La philosophe renvoie ainsi dos à dos les interventionnistes à tout crin, à la mode Bolsonaro, et les écolos évangélistes d’une nature sacrée. Les uns comme les autres ont tout faux quand il s’agit de trouver les moyens de maîtriser, contrer ou éviter les mégafeux.
Événement total
Ces derniers sont un « événement total ». Ils sont à la fois naturels et sociaux. 85 à 98 % d’entre eux, selon les sources, sont d’origine humaine, provoqués par des individus négligents, imprudents ou criminels. Parmi ces derniers, il n’y a pas que des pyromanes dérangés ; il y a aussi ceux qui y trouvent un intérêt et agissent par cupidité. En cela, les grands feux jouent le rôle d’un puissant avertisseur. Les destructions durables de vastes portions de forêts, réduisant en cendres des trésors de biodiversité, engagent la responsabilité humaine. Leur degré de gravité atteint celui des tsunamis, des éruptions volcaniques ou des tremblements de terre. Mais alors qu’il ne viendra à personne l’idée de maîtriser ces catastrophes et encore moins de les déclencher, le projet de dominer le feu perdure et porte en lui les conditions mêmes de sa propagation future.

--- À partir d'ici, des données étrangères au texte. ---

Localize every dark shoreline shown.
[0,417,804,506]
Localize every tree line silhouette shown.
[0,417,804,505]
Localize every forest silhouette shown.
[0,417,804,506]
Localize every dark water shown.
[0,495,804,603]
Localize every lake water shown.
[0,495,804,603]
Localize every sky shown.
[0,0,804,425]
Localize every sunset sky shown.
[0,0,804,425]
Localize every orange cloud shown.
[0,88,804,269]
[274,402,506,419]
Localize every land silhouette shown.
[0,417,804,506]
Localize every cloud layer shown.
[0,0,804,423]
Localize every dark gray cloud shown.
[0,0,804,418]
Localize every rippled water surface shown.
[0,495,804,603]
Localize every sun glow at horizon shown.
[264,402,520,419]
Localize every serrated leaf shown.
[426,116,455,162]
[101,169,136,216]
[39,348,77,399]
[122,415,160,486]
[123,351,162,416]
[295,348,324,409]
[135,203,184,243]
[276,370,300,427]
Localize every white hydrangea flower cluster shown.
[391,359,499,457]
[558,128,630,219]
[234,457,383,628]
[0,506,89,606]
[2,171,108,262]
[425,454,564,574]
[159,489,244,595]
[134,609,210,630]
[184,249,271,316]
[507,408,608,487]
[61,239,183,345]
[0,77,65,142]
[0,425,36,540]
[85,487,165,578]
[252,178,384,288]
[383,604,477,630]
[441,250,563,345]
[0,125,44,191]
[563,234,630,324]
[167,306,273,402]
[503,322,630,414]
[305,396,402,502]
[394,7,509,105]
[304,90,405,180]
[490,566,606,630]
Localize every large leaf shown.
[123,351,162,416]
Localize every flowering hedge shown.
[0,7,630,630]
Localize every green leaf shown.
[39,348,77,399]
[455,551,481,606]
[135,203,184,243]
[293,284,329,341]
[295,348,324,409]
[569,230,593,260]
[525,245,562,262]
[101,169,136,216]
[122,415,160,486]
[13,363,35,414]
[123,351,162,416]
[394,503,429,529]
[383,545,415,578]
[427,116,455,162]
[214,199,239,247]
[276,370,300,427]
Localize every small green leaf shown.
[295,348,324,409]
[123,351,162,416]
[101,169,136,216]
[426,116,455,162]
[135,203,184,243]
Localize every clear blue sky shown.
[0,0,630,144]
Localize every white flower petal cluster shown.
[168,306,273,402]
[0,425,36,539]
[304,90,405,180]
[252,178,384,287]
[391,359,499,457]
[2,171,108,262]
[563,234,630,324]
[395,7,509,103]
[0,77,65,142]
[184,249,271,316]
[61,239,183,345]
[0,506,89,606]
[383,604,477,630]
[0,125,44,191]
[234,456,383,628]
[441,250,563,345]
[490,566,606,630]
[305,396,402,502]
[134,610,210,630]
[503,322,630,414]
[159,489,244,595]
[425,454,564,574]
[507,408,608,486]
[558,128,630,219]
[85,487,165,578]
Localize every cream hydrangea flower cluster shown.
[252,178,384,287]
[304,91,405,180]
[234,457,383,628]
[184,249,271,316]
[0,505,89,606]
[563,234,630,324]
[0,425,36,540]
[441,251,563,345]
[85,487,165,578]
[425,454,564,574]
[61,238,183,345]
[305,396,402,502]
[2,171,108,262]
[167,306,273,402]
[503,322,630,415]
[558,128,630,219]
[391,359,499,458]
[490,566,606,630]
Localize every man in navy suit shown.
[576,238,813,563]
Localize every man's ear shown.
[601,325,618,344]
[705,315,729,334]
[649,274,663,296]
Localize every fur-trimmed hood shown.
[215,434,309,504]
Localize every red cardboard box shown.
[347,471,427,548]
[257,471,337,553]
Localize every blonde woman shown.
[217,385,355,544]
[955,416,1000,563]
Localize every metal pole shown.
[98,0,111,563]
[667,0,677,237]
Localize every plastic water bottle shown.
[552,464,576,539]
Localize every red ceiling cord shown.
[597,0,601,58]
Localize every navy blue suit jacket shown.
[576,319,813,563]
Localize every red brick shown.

Dans les mégafeux, Joëlle Zask voit un « accélérateur d’opinion » et l’occasion de nous interroger non pas sur la sauvegarde de la Terre, qui nous survivra, mais des conditions d’existence humaine. Elle nous demande de penser à la façon de laisser perdurer nos pratiques habituelles de la nature et comment elles peuvent être responsables d’un phénomène qui se retourne contre nous. Les feux seraient alors l’occasion de définir enfin une nouvelle grammaire de nos interactions avec notre milieu naturel.
Il est temps d’en prendre conscience et ce petit livre brillant agit comme un électrochoc salutaire.